Sehr erfreulich die beiden dunklen Damenstimmen: Szilvia Vörös volltönend und persönlichkeitsstark als manipulative Fricka, Wiebke Lehmkuhl bei ihrem längst fälligen Staatsoperndebüt als warnende stimmvolumensstarke, aber auch mystische Erda.

Riesenhaft überzeugt Simonas Strazdas als Fasolt mehr als der vergleichsweise dünnstimmige Matheus França als Fafner. Dramaturgisch hätte man sich auch im Hinblick auf den zweiten Abend des Bühnenfestspiels einen Rollentausch gewünscht.

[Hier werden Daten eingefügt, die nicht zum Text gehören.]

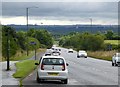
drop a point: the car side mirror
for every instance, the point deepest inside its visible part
(36, 63)
(67, 64)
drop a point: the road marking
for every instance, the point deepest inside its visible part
(72, 81)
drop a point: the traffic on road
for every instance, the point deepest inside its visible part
(66, 68)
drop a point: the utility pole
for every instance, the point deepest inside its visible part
(27, 29)
(91, 24)
(27, 11)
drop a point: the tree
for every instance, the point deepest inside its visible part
(109, 35)
(12, 41)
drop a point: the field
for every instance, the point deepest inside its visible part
(115, 42)
(24, 68)
(104, 55)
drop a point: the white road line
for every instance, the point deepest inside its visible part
(72, 82)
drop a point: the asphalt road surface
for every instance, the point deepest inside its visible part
(82, 71)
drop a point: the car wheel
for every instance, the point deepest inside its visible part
(115, 63)
(38, 79)
(112, 63)
(65, 81)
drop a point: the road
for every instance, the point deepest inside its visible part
(82, 71)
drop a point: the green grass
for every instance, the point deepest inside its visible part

Gerhard Siegel ist ein gewohnt eindrücklicher Mime, Clemens Unterreiner und Daniel Jenz überzeugen als durch die Apfelabsenz leidenden Götter Donner und Froh, Jenni Hietala blieb als Riesenbegierdenobjekt Freia eher unauffällig.

Bleiben noch die drei Rheintöchter, Ileana Tonca, Alma Neuhaus und Stephanie Maitland, ohne deren neckisches Spiel das gesamte Geschehen nicht initiiert worden wäre: Hier gefällt erstere, obwohl insgesamt schon am längsten dabei, als Woglinde am besten.

Ein äußerst vielversprechender Beginn des vorletzten Ringzyklus’ der demnächst abtretenden Inszenierung.